News Analysis |
The National Assembly of Pakistan has unanimously passed a resolution, which proposes to rename the ‘Abdus Salaam Centre’ in Quaid-e-Azam University. The National Centre for Physics at Quaid-e-Azam University Islamabad was named after Professor Dr. Abdus Salam last year, the renowned physicist and only Pakistani who managed to win Nobel Prize in Science.
The resolution was presented by Member National Assembly and son-in-law of ousted Prime Minister Nawaz Sharif, Captain (retd) Safdar. Safdar stated that the department be renamed after “famous scientist Abu al Fatah Abdul Rahman Al-Khazini, who was the biggest name for Muslims in Physics”.
“The creation of the Islamic Republic of Pakistan was based on the Two-Nation Theory. The department should be renamed after Abu al Fatah Abdul Rahman Al-Khazini so that the world can know that he followed in the footsteps of his teacher Al-Biruni to achieve amazing feats in the world of physics,” the resolution read.

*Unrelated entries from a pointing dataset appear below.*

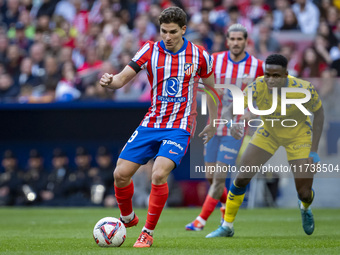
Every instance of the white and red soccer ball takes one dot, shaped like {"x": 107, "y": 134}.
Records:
{"x": 109, "y": 232}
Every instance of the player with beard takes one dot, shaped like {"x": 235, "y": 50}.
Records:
{"x": 234, "y": 67}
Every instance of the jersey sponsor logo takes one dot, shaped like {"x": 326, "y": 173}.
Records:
{"x": 171, "y": 99}
{"x": 188, "y": 68}
{"x": 173, "y": 143}
{"x": 173, "y": 152}
{"x": 224, "y": 148}
{"x": 172, "y": 86}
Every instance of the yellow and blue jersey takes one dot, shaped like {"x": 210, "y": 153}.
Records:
{"x": 263, "y": 97}
{"x": 297, "y": 140}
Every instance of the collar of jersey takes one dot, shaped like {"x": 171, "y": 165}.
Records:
{"x": 185, "y": 44}
{"x": 244, "y": 59}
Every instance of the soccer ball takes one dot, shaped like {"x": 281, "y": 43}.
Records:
{"x": 109, "y": 232}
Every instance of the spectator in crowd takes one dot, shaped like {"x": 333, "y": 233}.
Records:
{"x": 67, "y": 87}
{"x": 37, "y": 54}
{"x": 32, "y": 180}
{"x": 13, "y": 60}
{"x": 321, "y": 45}
{"x": 307, "y": 14}
{"x": 53, "y": 192}
{"x": 55, "y": 44}
{"x": 66, "y": 32}
{"x": 9, "y": 181}
{"x": 312, "y": 64}
{"x": 105, "y": 177}
{"x": 103, "y": 48}
{"x": 66, "y": 9}
{"x": 289, "y": 51}
{"x": 332, "y": 16}
{"x": 8, "y": 89}
{"x": 326, "y": 31}
{"x": 3, "y": 47}
{"x": 257, "y": 10}
{"x": 290, "y": 22}
{"x": 79, "y": 52}
{"x": 265, "y": 42}
{"x": 77, "y": 188}
{"x": 11, "y": 16}
{"x": 236, "y": 17}
{"x": 65, "y": 55}
{"x": 26, "y": 78}
{"x": 47, "y": 8}
{"x": 20, "y": 38}
{"x": 324, "y": 6}
{"x": 81, "y": 19}
{"x": 278, "y": 13}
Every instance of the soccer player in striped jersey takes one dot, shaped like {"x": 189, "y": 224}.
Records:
{"x": 238, "y": 68}
{"x": 300, "y": 140}
{"x": 173, "y": 67}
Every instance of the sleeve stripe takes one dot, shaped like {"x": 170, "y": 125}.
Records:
{"x": 134, "y": 66}
{"x": 141, "y": 52}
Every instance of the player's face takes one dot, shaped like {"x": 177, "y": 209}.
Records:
{"x": 172, "y": 36}
{"x": 236, "y": 43}
{"x": 275, "y": 76}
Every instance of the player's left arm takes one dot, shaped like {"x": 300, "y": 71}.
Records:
{"x": 317, "y": 131}
{"x": 210, "y": 130}
{"x": 315, "y": 106}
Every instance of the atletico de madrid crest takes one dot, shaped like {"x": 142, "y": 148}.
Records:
{"x": 188, "y": 68}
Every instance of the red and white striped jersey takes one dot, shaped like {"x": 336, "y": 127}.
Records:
{"x": 240, "y": 74}
{"x": 173, "y": 79}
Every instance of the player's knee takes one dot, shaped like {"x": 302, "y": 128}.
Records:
{"x": 158, "y": 177}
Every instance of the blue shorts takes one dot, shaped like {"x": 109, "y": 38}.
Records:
{"x": 223, "y": 149}
{"x": 147, "y": 143}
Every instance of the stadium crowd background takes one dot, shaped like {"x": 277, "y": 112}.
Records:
{"x": 55, "y": 51}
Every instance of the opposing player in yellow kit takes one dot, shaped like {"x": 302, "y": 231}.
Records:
{"x": 301, "y": 141}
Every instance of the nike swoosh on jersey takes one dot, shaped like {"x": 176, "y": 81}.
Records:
{"x": 173, "y": 152}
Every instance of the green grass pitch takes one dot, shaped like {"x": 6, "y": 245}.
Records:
{"x": 258, "y": 231}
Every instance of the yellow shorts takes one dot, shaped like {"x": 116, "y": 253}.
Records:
{"x": 297, "y": 147}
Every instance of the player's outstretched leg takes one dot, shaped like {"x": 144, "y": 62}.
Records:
{"x": 307, "y": 215}
{"x": 207, "y": 209}
{"x": 124, "y": 200}
{"x": 234, "y": 201}
{"x": 158, "y": 196}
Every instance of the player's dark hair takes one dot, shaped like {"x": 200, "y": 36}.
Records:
{"x": 277, "y": 59}
{"x": 237, "y": 28}
{"x": 173, "y": 15}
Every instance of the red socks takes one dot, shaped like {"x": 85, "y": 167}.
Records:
{"x": 210, "y": 204}
{"x": 158, "y": 196}
{"x": 124, "y": 199}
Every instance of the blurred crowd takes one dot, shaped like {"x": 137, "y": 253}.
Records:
{"x": 56, "y": 50}
{"x": 61, "y": 182}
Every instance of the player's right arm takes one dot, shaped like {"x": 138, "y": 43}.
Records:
{"x": 119, "y": 80}
{"x": 137, "y": 63}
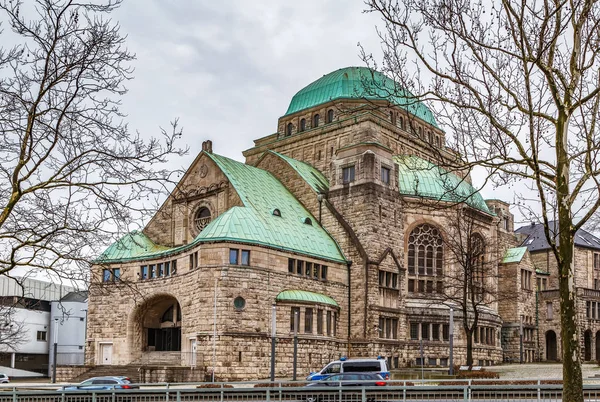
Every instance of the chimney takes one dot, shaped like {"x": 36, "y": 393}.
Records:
{"x": 207, "y": 146}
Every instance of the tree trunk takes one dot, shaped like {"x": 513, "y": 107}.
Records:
{"x": 469, "y": 346}
{"x": 572, "y": 380}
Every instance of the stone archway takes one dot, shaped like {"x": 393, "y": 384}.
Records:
{"x": 156, "y": 325}
{"x": 587, "y": 345}
{"x": 551, "y": 346}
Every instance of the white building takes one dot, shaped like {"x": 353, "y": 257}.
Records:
{"x": 26, "y": 305}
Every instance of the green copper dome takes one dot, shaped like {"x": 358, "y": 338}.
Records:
{"x": 358, "y": 83}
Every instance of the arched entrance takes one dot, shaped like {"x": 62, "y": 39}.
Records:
{"x": 587, "y": 345}
{"x": 159, "y": 325}
{"x": 551, "y": 346}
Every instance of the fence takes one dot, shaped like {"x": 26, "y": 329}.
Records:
{"x": 283, "y": 392}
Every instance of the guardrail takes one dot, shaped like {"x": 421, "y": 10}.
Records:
{"x": 284, "y": 392}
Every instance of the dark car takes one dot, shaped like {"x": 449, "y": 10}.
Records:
{"x": 101, "y": 383}
{"x": 343, "y": 380}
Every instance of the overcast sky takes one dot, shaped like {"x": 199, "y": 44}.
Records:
{"x": 228, "y": 69}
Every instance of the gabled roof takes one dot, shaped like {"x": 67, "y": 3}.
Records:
{"x": 305, "y": 296}
{"x": 315, "y": 179}
{"x": 254, "y": 223}
{"x": 421, "y": 178}
{"x": 358, "y": 83}
{"x": 514, "y": 254}
{"x": 536, "y": 238}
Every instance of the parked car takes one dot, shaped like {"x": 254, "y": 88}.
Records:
{"x": 344, "y": 365}
{"x": 101, "y": 383}
{"x": 344, "y": 380}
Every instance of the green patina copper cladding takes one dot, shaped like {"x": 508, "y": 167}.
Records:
{"x": 304, "y": 296}
{"x": 514, "y": 254}
{"x": 261, "y": 193}
{"x": 358, "y": 83}
{"x": 312, "y": 176}
{"x": 420, "y": 178}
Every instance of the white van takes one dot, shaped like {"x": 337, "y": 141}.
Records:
{"x": 345, "y": 365}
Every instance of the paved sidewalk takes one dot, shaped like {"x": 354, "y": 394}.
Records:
{"x": 541, "y": 371}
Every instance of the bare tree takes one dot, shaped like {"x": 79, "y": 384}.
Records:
{"x": 72, "y": 175}
{"x": 516, "y": 86}
{"x": 470, "y": 277}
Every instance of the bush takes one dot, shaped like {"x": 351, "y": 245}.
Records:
{"x": 468, "y": 374}
{"x": 213, "y": 385}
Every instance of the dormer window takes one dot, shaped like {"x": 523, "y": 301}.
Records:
{"x": 348, "y": 174}
{"x": 330, "y": 116}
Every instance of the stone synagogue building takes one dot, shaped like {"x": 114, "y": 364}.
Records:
{"x": 346, "y": 218}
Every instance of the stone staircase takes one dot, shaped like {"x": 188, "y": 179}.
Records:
{"x": 132, "y": 371}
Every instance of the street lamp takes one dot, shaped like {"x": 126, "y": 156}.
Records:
{"x": 273, "y": 331}
{"x": 296, "y": 318}
{"x": 451, "y": 339}
{"x": 55, "y": 352}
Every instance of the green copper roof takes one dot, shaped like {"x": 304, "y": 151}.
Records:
{"x": 261, "y": 193}
{"x": 254, "y": 223}
{"x": 421, "y": 178}
{"x": 133, "y": 245}
{"x": 312, "y": 176}
{"x": 513, "y": 255}
{"x": 358, "y": 83}
{"x": 302, "y": 295}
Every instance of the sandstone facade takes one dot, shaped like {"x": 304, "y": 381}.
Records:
{"x": 214, "y": 307}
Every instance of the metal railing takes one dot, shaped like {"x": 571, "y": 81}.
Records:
{"x": 442, "y": 391}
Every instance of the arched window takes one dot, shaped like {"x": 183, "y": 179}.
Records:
{"x": 477, "y": 257}
{"x": 330, "y": 116}
{"x": 202, "y": 218}
{"x": 425, "y": 259}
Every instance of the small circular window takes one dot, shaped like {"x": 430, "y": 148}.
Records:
{"x": 239, "y": 303}
{"x": 202, "y": 218}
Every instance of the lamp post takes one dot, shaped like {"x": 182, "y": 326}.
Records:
{"x": 295, "y": 343}
{"x": 273, "y": 331}
{"x": 521, "y": 341}
{"x": 320, "y": 198}
{"x": 451, "y": 339}
{"x": 214, "y": 332}
{"x": 55, "y": 352}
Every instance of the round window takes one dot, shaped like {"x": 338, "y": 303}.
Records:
{"x": 239, "y": 303}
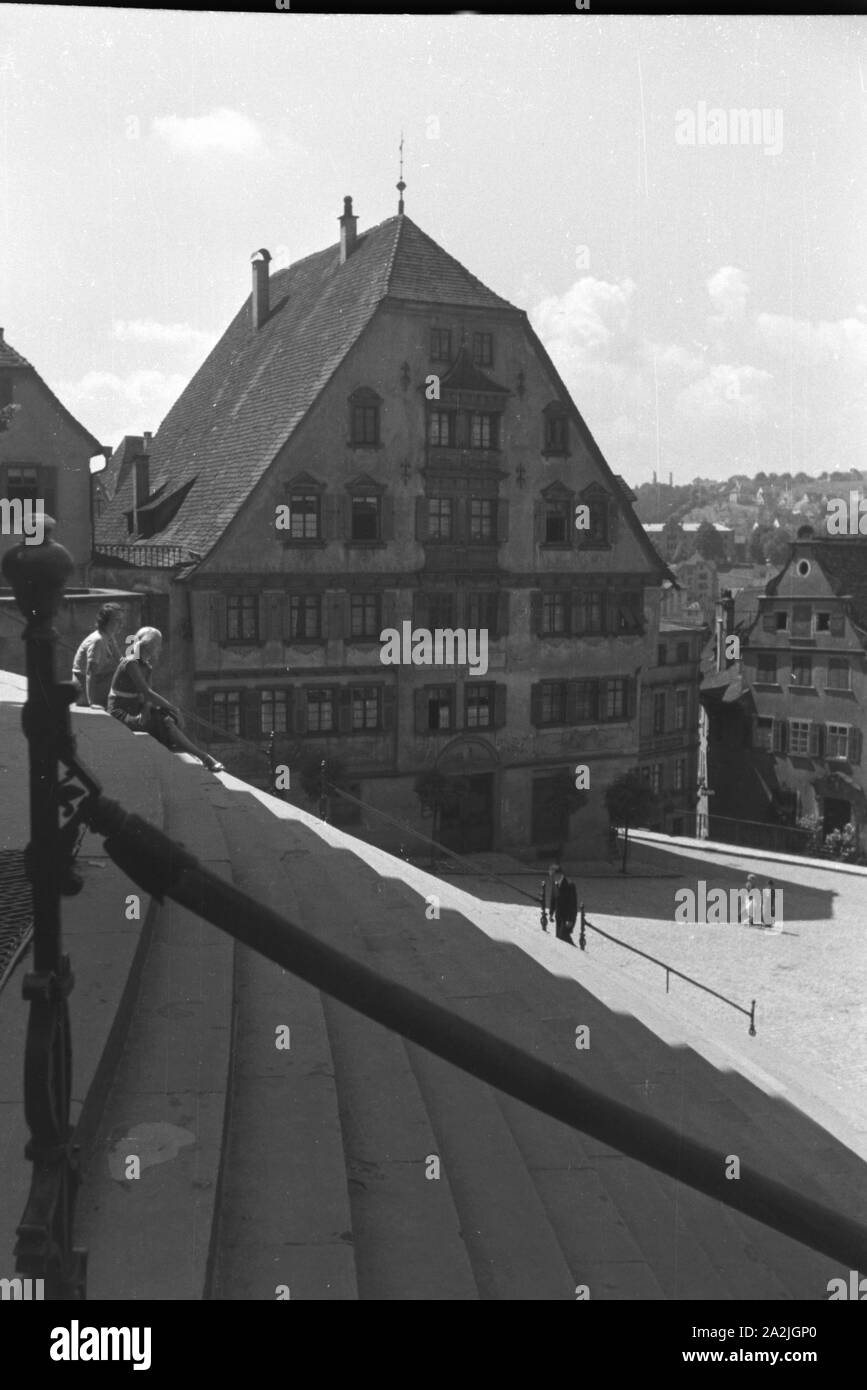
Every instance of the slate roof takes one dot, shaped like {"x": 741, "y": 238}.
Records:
{"x": 256, "y": 387}
{"x": 9, "y": 357}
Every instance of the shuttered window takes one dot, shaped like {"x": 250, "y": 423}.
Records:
{"x": 304, "y": 616}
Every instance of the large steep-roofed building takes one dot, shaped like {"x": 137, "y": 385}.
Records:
{"x": 380, "y": 439}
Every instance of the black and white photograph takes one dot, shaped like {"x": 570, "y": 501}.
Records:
{"x": 432, "y": 672}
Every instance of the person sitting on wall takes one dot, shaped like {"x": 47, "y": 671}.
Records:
{"x": 97, "y": 656}
{"x": 135, "y": 704}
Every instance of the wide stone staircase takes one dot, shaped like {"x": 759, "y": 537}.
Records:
{"x": 289, "y": 1148}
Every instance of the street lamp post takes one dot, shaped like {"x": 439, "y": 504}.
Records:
{"x": 36, "y": 574}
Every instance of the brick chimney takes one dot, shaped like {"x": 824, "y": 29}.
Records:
{"x": 348, "y": 231}
{"x": 141, "y": 484}
{"x": 260, "y": 287}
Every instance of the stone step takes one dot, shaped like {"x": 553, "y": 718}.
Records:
{"x": 107, "y": 948}
{"x": 284, "y": 1226}
{"x": 406, "y": 1235}
{"x": 727, "y": 1239}
{"x": 150, "y": 1237}
{"x": 510, "y": 1246}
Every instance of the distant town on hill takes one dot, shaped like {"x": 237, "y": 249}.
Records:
{"x": 762, "y": 514}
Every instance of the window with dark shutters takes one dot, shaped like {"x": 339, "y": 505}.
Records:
{"x": 420, "y": 710}
{"x": 336, "y": 508}
{"x": 274, "y": 605}
{"x": 502, "y": 613}
{"x": 535, "y": 613}
{"x": 478, "y": 705}
{"x": 364, "y": 406}
{"x": 535, "y": 705}
{"x": 217, "y": 613}
{"x": 300, "y": 710}
{"x": 500, "y": 694}
{"x": 420, "y": 609}
{"x": 336, "y": 616}
{"x": 389, "y": 708}
{"x": 250, "y": 726}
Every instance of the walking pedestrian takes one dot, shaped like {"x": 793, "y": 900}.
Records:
{"x": 769, "y": 905}
{"x": 135, "y": 704}
{"x": 97, "y": 658}
{"x": 564, "y": 905}
{"x": 749, "y": 909}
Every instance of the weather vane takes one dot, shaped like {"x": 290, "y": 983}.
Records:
{"x": 400, "y": 184}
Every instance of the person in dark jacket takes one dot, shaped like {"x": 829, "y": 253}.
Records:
{"x": 564, "y": 905}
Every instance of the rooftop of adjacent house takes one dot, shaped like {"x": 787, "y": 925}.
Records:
{"x": 689, "y": 527}
{"x": 10, "y": 359}
{"x": 844, "y": 562}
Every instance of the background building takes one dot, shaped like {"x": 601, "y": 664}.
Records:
{"x": 787, "y": 722}
{"x": 45, "y": 455}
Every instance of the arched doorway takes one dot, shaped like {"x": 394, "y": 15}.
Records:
{"x": 467, "y": 822}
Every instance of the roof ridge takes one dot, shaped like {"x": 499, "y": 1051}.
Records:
{"x": 460, "y": 264}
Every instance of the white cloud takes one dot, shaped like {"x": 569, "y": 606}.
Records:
{"x": 728, "y": 292}
{"x": 588, "y": 317}
{"x": 111, "y": 406}
{"x": 150, "y": 331}
{"x": 842, "y": 342}
{"x": 727, "y": 392}
{"x": 224, "y": 129}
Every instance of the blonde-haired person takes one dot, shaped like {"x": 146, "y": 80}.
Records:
{"x": 134, "y": 701}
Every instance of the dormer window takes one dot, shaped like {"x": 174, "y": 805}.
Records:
{"x": 364, "y": 419}
{"x": 364, "y": 517}
{"x": 482, "y": 519}
{"x": 482, "y": 431}
{"x": 482, "y": 349}
{"x": 304, "y": 516}
{"x": 556, "y": 430}
{"x": 300, "y": 516}
{"x": 557, "y": 521}
{"x": 441, "y": 428}
{"x": 441, "y": 345}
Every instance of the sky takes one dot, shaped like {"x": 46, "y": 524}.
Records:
{"x": 698, "y": 275}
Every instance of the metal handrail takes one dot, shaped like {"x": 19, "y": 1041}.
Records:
{"x": 669, "y": 969}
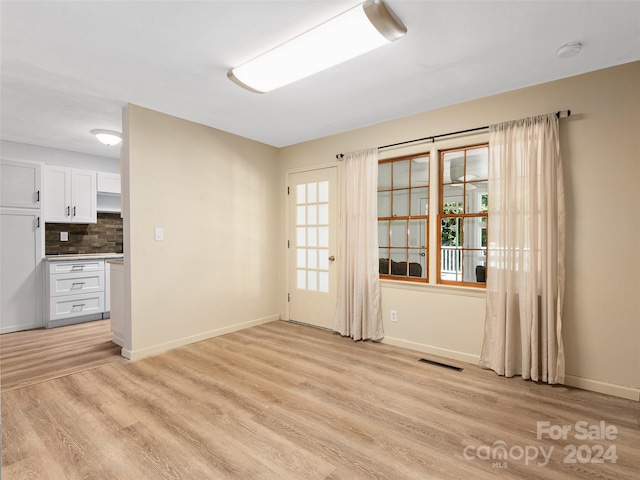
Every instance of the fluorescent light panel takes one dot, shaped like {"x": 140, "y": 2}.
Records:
{"x": 108, "y": 137}
{"x": 357, "y": 31}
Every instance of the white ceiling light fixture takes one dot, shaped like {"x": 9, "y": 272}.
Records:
{"x": 354, "y": 32}
{"x": 108, "y": 137}
{"x": 569, "y": 50}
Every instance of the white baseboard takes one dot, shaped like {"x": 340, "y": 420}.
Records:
{"x": 163, "y": 347}
{"x": 441, "y": 352}
{"x": 621, "y": 391}
{"x": 19, "y": 328}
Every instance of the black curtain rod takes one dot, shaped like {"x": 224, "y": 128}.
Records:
{"x": 560, "y": 114}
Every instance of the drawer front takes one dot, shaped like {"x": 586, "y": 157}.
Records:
{"x": 76, "y": 283}
{"x": 75, "y": 305}
{"x": 78, "y": 266}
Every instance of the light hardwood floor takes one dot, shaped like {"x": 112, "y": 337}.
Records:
{"x": 34, "y": 356}
{"x": 285, "y": 401}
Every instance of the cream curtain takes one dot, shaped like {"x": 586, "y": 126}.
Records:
{"x": 526, "y": 247}
{"x": 358, "y": 314}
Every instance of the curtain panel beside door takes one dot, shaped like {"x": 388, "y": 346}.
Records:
{"x": 358, "y": 313}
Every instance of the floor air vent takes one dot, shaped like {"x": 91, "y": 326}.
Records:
{"x": 439, "y": 364}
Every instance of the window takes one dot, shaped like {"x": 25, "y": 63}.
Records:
{"x": 463, "y": 219}
{"x": 459, "y": 229}
{"x": 403, "y": 203}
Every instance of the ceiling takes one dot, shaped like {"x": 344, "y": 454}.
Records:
{"x": 70, "y": 66}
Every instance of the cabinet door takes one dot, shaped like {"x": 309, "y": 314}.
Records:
{"x": 20, "y": 184}
{"x": 57, "y": 201}
{"x": 20, "y": 276}
{"x": 83, "y": 196}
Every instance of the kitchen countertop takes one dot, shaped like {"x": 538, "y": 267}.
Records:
{"x": 82, "y": 256}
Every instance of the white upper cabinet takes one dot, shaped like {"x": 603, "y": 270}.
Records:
{"x": 70, "y": 195}
{"x": 20, "y": 186}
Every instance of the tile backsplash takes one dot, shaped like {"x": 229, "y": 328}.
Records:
{"x": 102, "y": 237}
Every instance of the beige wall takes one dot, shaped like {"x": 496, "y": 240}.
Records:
{"x": 215, "y": 196}
{"x": 600, "y": 149}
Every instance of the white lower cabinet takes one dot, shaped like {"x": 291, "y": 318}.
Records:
{"x": 75, "y": 290}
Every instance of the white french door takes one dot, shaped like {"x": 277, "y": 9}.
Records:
{"x": 313, "y": 211}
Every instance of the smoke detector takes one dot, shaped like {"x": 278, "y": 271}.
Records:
{"x": 569, "y": 50}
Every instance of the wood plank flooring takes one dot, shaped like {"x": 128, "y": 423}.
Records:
{"x": 285, "y": 401}
{"x": 34, "y": 356}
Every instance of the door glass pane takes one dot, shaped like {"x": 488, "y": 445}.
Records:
{"x": 312, "y": 192}
{"x": 401, "y": 174}
{"x": 399, "y": 233}
{"x": 301, "y": 217}
{"x": 312, "y": 214}
{"x": 400, "y": 203}
{"x": 312, "y": 236}
{"x": 384, "y": 204}
{"x": 301, "y": 282}
{"x": 384, "y": 176}
{"x": 301, "y": 194}
{"x": 323, "y": 214}
{"x": 419, "y": 201}
{"x": 323, "y": 236}
{"x": 383, "y": 233}
{"x": 323, "y": 191}
{"x": 323, "y": 259}
{"x": 312, "y": 255}
{"x": 323, "y": 281}
{"x": 301, "y": 255}
{"x": 301, "y": 236}
{"x": 312, "y": 280}
{"x": 384, "y": 264}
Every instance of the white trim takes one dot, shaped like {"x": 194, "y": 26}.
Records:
{"x": 163, "y": 347}
{"x": 621, "y": 391}
{"x": 433, "y": 350}
{"x": 630, "y": 393}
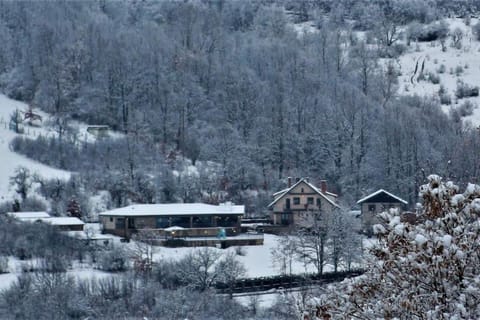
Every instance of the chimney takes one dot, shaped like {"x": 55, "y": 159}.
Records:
{"x": 323, "y": 186}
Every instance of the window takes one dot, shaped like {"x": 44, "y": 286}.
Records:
{"x": 225, "y": 221}
{"x": 179, "y": 221}
{"x": 131, "y": 223}
{"x": 285, "y": 219}
{"x": 202, "y": 222}
{"x": 120, "y": 223}
{"x": 162, "y": 222}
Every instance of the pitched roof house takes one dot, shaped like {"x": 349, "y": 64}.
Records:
{"x": 62, "y": 223}
{"x": 375, "y": 203}
{"x": 293, "y": 205}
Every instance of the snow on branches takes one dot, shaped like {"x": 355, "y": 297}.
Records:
{"x": 425, "y": 270}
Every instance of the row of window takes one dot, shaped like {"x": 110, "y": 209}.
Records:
{"x": 184, "y": 222}
{"x": 310, "y": 201}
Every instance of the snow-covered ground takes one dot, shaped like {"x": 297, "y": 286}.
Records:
{"x": 11, "y": 160}
{"x": 461, "y": 64}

Interestingly in 2016, then Prime Minister Nawaz Sharif, had approved the renaming of the National Centre for Physics at Quaid-e-Azam University after Dr. Abdus Salam.
Safdar’s anti-Ahmedi community stance:
This is not for the first time that the Nawaz Sharif’s son in law has made an attempt to symbolically marginalize the Ahmadi community in Pakistan. A few months ago he made anti-Ahmadi comments while speaking in the National Assembly. He demanded the government to rename the National Centre for Physics at Quaid-e-Azam University.
“These people [Ahmadis] are a threat to this country, its Constitution, and ideology. This situation is heading towards a dangerous point,” said Safdar.
He further mentioned that “Pakistan was created with an ideology to protect the finality of Prophethood [Khatm-i-Naboowat] so Islam is practiced here.”
He also asked for a “ban on recruitment of Qadianis [Ahmadis] in the armed forces”. He was of the view that since “theirs is a false religion, in which there is no concept of jihad for Allah,” the members of the Ahmadi community and “could not be trusted” with the responsibility of guarding the country’s frontiers.
PML-N’s tactics to seek the political support of the conservatively religious in the country
Pakistan Muslim League Nawaz (PML-N), the ruling party in Pakistan, was last year accused of having drafted some objection changes to Khatam-e-Nabuwat in the Election Act 2017. Tehreek-e-Labbaik Pakistan (TLP) Chairman Khadim Hussain Rizvi not only condemned it but also organized a sit-in in Faizabad to demand the resignation of law minister Zahid Hamid. The government initially ignored the protest but later had to deal with it, since the protestors paralyzed the functioning of the twin cities. As the government launched an operation against the TKP members, nationwide protests erupted. Roads in all major cities of Pakistan were immediately blocked, residences of politicians were attacked, and anti-government slogans were raised by the protestors. The Pakistan Army had to intervene and played the role of mediator, and as a result, an agreement was signed between the government and TLP.
However, it should be noted that Khadim Rizvi managed to establish a strong narrative against the PML-N for allegedly being involved in making changes to Khatam-e-Nabuwat clause. Any move by the government that might hurt those religious sentiments of the population might prove costly in Pakistan.
Perhaps, PML-N has learned this from the Faizabad sit-in incident. Safdar, Sharif’s son-in-law, has been making anti-Ahmadi remarks in order to maintain his (and perhaps of PML-N’s) popularity in religious circles. But in areas like South Punjab where religious minded people vote on the basis of faith, PML-N has faced already suffered a major setback. The rapidly growing popularity of TLP is an evidence of the fact that anti-PML-N slogan of Khadim Rizvi is working for him. And his party TLP.
The resolution being passed in the National Assembly, the hateful remarks of Nawaz’s son-in-law against a religious minority in Pakistan, is a matter of serious concern. Pakistan is consideredthea worst place for religious minorities across the world. Such moves by the ruling party to please a specific group of people may prove productive for the party but holistically it is not in the best interests of the state and society. Using hate to win votes is an old tactic in politics, and politicians all over the world utilize this method to win elections. Similarly, Trump used his anti-Muslim and anti-immigrant rhetoric to win the previous U.S. elections. Bharatiya Janata Party (BJP) uses the same tactic in India. However, promoting hate and discrimination has serious consequences due to which the scapegoat party suffers in the form of hate and persecution.